Help with a checkpoint save system?


Basically, the drawbacks to having multiple sets of variables are readability, performance, and ease of updating. *gosub and various other methods could improve on any or all of these sometimes, but choicescript games have a massive safety margin for performance, this case is pretty straightforwardly readable, and no updates are expected, so I’d recommend against using them.

Simple number of variables is not really going to be an issue here; if you wanted to do a Prince Of Persia thing and let people go back some number of choices whenever and thus needed a save point after literally every choice then it might start mattering. And a copy-paste plus swapping numbers is all the effort that will be required to create them so that’s probably easier than using gosub.

I might use gosub to have a centralized load routine, but it’s not really necessary and I wouldn’t recommend it unless already comfortable with using it. You could almost certainly do it in fewer lines of code but it would be harder to follow per line.


Actually, that’s exactly what I was saying.

And that, too.

Fewer lines of code mean fewer chances of mistakes, usually. That’s why we try to code efficiently.


Yes but a gosub is more complicated than a variable assignment or a branch.

Specific recommendation: if you already know how to do it with a gosub do it with a gosub; if you don’t this isn’t hard enough to merit learning.

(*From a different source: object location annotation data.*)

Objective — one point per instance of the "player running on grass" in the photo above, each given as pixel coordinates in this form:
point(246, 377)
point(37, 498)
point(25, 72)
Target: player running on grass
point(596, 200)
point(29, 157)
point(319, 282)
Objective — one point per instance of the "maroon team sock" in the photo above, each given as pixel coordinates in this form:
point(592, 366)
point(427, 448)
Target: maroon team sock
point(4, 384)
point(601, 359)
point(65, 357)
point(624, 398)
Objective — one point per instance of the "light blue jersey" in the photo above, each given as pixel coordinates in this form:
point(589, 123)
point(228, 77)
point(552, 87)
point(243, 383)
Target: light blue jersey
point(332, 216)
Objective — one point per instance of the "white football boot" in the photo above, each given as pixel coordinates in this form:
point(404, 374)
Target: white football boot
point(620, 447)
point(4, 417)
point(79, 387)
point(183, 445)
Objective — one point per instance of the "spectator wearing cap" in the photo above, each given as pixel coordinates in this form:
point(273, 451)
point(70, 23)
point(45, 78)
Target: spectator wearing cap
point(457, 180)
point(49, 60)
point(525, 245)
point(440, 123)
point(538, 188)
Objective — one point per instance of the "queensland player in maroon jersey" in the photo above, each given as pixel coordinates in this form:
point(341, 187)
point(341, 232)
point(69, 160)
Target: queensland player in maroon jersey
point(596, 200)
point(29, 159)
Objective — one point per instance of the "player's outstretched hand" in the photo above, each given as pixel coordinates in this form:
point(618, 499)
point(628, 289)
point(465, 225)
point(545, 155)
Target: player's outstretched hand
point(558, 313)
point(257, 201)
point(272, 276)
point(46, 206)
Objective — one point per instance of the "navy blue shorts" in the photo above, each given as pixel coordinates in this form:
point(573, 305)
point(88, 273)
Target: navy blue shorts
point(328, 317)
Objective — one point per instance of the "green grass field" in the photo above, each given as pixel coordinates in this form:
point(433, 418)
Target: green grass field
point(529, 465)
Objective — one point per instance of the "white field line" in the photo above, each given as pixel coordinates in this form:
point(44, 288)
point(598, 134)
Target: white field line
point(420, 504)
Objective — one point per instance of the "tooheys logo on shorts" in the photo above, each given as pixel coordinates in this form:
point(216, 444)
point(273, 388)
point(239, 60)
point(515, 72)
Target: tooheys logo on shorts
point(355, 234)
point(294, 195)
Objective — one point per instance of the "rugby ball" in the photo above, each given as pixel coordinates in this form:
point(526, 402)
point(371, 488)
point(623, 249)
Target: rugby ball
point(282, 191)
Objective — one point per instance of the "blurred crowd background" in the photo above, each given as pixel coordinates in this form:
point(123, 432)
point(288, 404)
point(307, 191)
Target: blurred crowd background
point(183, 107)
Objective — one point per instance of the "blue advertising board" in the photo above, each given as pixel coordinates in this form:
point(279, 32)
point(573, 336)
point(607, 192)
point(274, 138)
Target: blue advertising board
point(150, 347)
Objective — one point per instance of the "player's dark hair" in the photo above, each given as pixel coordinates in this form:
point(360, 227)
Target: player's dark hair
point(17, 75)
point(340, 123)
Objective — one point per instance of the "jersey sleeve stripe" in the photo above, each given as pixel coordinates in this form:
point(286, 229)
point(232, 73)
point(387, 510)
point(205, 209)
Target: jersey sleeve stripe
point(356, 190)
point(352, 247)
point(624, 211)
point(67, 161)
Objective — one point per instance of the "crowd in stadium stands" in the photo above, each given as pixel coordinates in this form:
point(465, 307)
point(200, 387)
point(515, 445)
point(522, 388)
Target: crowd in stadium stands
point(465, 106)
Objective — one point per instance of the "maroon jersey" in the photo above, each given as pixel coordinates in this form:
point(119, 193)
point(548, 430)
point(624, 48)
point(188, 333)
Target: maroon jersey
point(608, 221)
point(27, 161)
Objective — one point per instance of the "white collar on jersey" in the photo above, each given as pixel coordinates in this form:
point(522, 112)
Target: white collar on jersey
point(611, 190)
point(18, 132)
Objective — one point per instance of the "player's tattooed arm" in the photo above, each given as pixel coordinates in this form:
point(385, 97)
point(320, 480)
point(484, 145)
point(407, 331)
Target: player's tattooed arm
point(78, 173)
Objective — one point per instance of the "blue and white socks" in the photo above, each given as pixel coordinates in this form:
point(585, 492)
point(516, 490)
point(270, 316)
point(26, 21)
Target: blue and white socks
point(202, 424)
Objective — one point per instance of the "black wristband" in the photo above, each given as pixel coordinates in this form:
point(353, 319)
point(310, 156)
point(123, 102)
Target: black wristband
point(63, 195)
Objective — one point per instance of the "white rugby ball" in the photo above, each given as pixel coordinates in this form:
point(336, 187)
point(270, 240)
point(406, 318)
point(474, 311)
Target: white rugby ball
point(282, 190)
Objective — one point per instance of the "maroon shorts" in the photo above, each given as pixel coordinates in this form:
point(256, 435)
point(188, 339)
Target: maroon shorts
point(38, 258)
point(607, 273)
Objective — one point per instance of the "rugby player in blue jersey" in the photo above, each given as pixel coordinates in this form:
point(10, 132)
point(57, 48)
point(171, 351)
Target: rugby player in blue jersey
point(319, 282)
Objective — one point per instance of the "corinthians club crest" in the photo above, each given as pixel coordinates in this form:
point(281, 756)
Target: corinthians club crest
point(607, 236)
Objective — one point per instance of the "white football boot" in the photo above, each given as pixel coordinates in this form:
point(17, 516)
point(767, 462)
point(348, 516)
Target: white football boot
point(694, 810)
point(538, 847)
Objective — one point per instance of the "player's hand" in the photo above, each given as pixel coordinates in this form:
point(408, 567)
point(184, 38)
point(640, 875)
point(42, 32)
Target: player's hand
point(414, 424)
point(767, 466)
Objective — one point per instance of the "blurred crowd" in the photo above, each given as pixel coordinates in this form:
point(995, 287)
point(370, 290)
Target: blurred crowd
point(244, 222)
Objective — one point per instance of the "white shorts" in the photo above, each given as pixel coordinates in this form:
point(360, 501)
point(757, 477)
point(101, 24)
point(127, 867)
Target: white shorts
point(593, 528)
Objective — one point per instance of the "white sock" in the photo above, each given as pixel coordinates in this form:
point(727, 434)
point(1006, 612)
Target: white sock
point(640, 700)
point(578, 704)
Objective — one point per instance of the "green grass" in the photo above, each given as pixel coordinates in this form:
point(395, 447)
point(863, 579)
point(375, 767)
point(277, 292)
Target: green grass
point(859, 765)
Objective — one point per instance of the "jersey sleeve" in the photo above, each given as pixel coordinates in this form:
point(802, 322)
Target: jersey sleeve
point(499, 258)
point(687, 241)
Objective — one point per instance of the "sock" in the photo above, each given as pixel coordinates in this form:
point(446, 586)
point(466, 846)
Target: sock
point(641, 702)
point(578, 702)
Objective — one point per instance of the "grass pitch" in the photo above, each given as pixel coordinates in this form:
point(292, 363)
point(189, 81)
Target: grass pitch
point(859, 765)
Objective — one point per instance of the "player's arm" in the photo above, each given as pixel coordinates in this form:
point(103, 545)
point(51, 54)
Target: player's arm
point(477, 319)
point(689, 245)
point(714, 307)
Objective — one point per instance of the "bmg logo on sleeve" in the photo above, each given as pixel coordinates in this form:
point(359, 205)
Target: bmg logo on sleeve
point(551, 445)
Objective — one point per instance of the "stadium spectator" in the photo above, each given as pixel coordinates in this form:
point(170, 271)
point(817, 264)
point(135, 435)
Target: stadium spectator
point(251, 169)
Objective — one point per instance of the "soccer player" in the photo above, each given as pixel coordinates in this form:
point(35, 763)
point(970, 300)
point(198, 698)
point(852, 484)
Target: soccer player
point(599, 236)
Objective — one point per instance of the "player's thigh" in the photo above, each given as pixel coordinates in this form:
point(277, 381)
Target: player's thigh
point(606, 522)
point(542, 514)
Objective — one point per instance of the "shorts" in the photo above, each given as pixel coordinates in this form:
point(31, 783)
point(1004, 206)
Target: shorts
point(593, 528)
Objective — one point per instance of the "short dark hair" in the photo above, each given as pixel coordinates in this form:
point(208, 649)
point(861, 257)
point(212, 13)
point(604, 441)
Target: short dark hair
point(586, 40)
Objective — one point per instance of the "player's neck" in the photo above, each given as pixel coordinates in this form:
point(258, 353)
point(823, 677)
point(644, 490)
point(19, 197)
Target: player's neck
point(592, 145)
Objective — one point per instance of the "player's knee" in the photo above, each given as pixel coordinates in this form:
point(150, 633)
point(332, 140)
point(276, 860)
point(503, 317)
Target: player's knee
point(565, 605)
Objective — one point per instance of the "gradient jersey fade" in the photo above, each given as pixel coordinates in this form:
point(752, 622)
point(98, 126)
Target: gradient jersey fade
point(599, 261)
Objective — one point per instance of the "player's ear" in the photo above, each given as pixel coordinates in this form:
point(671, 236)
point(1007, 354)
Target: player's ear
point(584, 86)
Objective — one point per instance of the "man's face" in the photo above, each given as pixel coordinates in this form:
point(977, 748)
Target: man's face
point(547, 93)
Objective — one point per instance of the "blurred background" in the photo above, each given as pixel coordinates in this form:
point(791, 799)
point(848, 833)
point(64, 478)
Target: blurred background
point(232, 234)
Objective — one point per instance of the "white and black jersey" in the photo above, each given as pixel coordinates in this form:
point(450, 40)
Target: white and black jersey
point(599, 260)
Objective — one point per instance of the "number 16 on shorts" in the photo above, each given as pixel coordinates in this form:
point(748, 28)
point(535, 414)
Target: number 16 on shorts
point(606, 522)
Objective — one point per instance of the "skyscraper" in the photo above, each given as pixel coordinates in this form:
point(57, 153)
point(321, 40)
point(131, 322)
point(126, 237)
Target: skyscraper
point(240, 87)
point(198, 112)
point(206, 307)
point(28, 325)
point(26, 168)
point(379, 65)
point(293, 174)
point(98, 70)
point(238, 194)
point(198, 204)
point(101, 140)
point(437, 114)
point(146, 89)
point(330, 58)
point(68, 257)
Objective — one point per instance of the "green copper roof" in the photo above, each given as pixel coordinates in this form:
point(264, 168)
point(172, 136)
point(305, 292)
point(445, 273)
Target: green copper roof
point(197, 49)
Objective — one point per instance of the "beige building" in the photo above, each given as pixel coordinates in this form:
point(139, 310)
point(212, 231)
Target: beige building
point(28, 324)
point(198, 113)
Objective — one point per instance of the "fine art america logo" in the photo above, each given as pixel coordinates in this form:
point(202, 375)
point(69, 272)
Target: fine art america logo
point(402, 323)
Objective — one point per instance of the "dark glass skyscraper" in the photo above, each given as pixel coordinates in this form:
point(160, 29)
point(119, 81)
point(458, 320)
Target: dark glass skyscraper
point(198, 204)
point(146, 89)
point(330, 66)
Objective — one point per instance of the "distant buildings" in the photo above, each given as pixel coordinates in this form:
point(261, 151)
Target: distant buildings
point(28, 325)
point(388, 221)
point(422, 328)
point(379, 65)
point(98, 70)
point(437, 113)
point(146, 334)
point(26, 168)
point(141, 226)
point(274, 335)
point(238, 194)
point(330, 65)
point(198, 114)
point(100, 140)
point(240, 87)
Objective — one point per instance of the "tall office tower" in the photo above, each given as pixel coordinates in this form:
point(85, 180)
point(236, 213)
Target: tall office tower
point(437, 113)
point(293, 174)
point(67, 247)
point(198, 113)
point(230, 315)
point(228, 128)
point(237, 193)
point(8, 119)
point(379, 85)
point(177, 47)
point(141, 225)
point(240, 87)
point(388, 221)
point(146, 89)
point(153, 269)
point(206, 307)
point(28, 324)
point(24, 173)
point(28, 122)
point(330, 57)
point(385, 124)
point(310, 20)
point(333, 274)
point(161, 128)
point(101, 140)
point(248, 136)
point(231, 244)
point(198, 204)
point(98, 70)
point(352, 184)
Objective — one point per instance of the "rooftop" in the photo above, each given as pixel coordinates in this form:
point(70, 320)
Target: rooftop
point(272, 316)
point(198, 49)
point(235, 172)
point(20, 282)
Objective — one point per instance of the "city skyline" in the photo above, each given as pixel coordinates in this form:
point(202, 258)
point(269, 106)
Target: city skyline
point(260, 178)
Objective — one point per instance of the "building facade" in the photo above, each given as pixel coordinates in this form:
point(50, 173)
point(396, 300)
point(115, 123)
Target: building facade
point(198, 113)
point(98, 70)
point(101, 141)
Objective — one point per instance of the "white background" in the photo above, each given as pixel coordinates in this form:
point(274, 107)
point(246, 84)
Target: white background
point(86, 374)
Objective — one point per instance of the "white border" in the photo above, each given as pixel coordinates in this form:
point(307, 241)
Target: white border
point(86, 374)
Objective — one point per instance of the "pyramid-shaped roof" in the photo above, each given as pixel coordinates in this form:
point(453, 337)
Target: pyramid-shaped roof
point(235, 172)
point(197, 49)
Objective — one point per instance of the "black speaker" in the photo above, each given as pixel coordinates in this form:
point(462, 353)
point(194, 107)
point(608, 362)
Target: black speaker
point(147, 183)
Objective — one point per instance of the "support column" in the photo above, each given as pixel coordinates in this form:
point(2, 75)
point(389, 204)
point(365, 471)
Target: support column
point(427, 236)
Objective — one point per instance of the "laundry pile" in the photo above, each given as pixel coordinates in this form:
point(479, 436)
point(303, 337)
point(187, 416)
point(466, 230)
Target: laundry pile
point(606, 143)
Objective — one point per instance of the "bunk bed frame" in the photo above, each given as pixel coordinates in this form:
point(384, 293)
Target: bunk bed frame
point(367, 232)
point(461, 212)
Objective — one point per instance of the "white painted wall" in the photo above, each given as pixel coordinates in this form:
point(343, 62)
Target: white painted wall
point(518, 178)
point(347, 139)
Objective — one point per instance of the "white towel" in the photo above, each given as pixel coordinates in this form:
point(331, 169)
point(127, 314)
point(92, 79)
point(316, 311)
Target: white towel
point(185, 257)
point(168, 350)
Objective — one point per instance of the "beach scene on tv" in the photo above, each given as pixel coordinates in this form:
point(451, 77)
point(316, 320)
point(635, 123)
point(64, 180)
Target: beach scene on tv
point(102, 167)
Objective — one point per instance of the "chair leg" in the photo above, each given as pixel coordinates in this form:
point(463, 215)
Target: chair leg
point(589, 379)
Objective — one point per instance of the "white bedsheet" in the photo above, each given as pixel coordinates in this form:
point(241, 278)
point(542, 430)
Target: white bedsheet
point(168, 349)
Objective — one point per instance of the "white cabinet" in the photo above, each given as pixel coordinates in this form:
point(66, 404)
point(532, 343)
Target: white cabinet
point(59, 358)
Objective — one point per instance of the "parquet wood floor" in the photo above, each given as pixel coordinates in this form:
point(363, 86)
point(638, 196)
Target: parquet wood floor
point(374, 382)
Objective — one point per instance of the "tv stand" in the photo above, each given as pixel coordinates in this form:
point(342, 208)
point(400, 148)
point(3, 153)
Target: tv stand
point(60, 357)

Though it’d also be a good place to start practicing, if you want to learn how.

Gosub is one of many instances of things which make hard things easier and easy things harder, and it particularly makes it easier to handle things that become harder than anticipated. So for serious coding it’s better to use it too much rather than not enough, but for a basic Choicescript game you don’t really need it. Just, uh, don’t try to write Choice Of Magics without it.


Yo, guys.
What am I missing?


People who probably all have programming backgrounds debating what advice to give someone who probably doesn’t, basically.


I don’t have a programming background, but I think the trick to giving advice to a fellow professional in a different field is just to try and avoid jargon as much as possible. :slight_smile:


In that case, I’d like to lead you guys to this thread.

She made a super easy checkpoint system…
Well, it’s not really that easy, but I’ve personally tried it and it works super well. But TBH, I prefer creating my own system since I can actively track, develop, and tune it as what I need.

Nevertheless, if you need a how-to-do for her system, give me a call.


Generally, yeah; the question is whether to recommend the better but harder way or the easier way.

Okay, that’s probably the best option. If you have a chance to use code someone else already wrote to solve your problem always take it.


A game which has already a Checkpoint System which is because of it one of my favourites is Mecha Ace.